Existem dois tipos de barrilha: a natural, produzida pelas águas mães e a sintética, proveniente de um minério – o tona. Como os americanos controlam a produção da barrilha natural, eles exercem poder de pressão no mercado mundial. Isto explica porque, a ALCÁLIS/RN tinha um cronograma de 04 anos a serem cumpridos e passaram 28 anos desde então. Esse fato repercutiu no processo de tomada de decisões, havendo um consenso de que como em outros projetos, faltou empenho dos políticos e o descaso desses com a sociedade civil, inclusive com os gastos em investimentos públicos – porque foram muitos recursos investidos, além do necessário, e as decisões nunca foram tomadas no sentido de agilizar as negociações.

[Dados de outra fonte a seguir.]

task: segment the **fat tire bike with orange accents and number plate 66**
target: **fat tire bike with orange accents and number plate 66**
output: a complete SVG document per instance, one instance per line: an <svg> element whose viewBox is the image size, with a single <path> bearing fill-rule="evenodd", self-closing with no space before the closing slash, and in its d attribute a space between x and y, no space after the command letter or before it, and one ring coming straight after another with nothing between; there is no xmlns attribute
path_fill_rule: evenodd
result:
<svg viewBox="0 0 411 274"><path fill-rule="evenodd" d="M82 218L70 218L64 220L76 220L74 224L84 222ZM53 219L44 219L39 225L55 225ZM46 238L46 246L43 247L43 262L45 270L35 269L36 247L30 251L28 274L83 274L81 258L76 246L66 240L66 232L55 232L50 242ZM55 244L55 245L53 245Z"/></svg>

A questão da instalação do Porto Ilha em Areia Branca e não em Macau não passa de uma interpretação, tendo em vista integrarem uma mesma região homogênea do Rio Grande do Norte.

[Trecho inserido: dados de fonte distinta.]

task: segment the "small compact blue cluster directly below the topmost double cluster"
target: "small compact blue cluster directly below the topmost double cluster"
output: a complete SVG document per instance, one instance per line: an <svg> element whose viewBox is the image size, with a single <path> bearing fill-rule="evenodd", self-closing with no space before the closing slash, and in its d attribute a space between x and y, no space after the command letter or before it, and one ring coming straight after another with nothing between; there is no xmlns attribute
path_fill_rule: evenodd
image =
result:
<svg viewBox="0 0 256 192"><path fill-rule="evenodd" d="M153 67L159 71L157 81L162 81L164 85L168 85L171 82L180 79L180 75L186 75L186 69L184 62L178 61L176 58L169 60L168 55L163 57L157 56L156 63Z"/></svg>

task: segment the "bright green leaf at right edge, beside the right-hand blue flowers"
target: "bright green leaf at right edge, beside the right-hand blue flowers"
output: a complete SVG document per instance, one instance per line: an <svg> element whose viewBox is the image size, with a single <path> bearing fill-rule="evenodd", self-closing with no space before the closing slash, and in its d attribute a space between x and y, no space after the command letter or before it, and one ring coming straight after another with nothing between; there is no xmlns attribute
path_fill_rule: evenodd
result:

Ainda quanto ao referido porto muito recentemente foi criticada a dinâmica do mesmo, ou seja quase que havia o seu comprometimento dentre as obras que envolveram muitos recursos públicos e não eram aproveitadas à altura, o que foi contestado porque é por ele que se escoa a produção de sal marinho, sobretudo após a desativação da linha férrea.
A ALCANORTE, se viabilizada, abriria um leque de oportunidades de negócios e empregos em larga escala:
- Ampliação dos serviços do porto de Natal com aumento de 300% do movimento de cargas;
- Contribuição para reativar o déficit da rede ferroviária – pouco aproveitada, incrementando em 138% o fluxo;
- Incremento do consumo do sal em 13%;
- Expansão da arrecadação do Imposto Sobre Circulação de Mercadorias em 800% da arrecadação total do município o que reverteria em inúmeros benefícios para o mesmo;
- Geração de aproximadamente 6.000 empregos diretos;
- Instalação do Pólo Geoquímico com uma dinamização de produtos derivados das águas mães, melhoria da produtividade agrícola regional, fábrica de fertilizantes e geração de tributos para o município.

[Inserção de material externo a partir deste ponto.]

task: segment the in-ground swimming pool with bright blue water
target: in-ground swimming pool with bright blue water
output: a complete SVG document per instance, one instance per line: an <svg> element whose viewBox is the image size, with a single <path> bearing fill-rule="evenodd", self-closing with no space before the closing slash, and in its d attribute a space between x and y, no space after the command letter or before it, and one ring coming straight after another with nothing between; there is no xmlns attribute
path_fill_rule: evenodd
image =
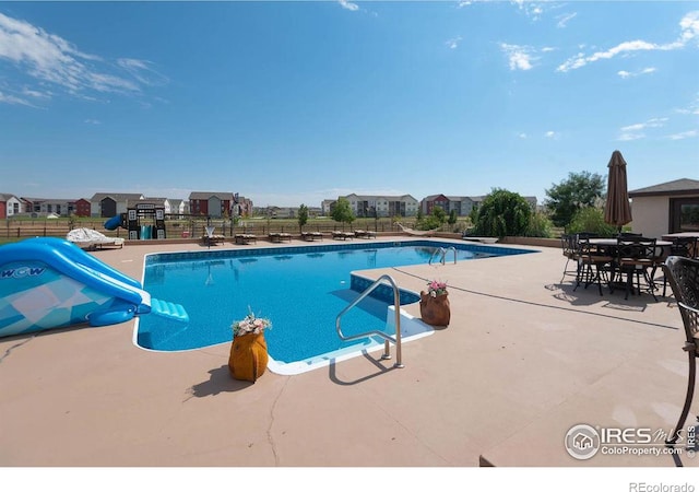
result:
<svg viewBox="0 0 699 492"><path fill-rule="evenodd" d="M531 253L422 239L147 255L144 289L154 297L181 304L190 321L143 316L134 341L157 351L227 343L230 325L252 311L273 325L265 331L270 370L295 374L330 359L382 347L382 340L343 342L337 337L337 314L371 283L352 271L424 265L439 247L452 246L458 260ZM379 289L375 294L343 317L345 335L372 329L394 332L393 315L387 319L392 291ZM401 292L402 305L418 300L415 293ZM404 340L431 332L431 327L406 315L401 327Z"/></svg>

A retomada do Pólo Gás Sal agrupa também o Projeto da Barrilha abrindo inúmeras perspectivas econômicas para o município, diante dos recursos naturais necessários: a) hidrocarbonetos: petróleo e gás; b) salinas: sal e águas mães; e c) minerais: calcário e silício;
A economia depende atualmente da produção e comercialização do sal, peixe, lagosta, camarão e da pesca artesanal. Duas empresas sediadas em Natal – a PRODUMAR e a NORTE PESCA com escritórios em Natal comercializam pescado procedente de Macau, sendo a coleta feita em Diogo Lopes. O pescado do Rio Grande do Norte tem uma ótima posição na pauta de exportações.
A economia tem sustentação também no gás natural e petróleo – através da extração marítima e terrestre. O município é o maior produtor de sal marinho do país.
Interessa, as salinas e o petróleo, pela capacidade de aumentar a arrecadação dos tributos que beneficiem o município e pela capacidade de geração de emprego e renda, valendo salientar que essas constituem atividades econômicas que geram poucos empregos e quando exploradas no município, apenas beneficiaram um reduzido número de pessoas.
Diante da necessidade de qualificação de recursos humanos para atender o mega-projeto do Pólo Gás Sal, devemos desenvolver algumas ações no sentido de qualificação, que serão ampliadas quando o mega-projeto for definitivamente implementado na sua plenitude. O Projeto do Complexo Pólo Gás Sal é esperado com ansiedade, o que culminará com a instalação da termoelétrica e a implantação de inúmeras fábricas: vidrarias, magnésio, metálico, boro, bromo, soda cáustica e outros derivados do aproveitamento das águas mães das salinas.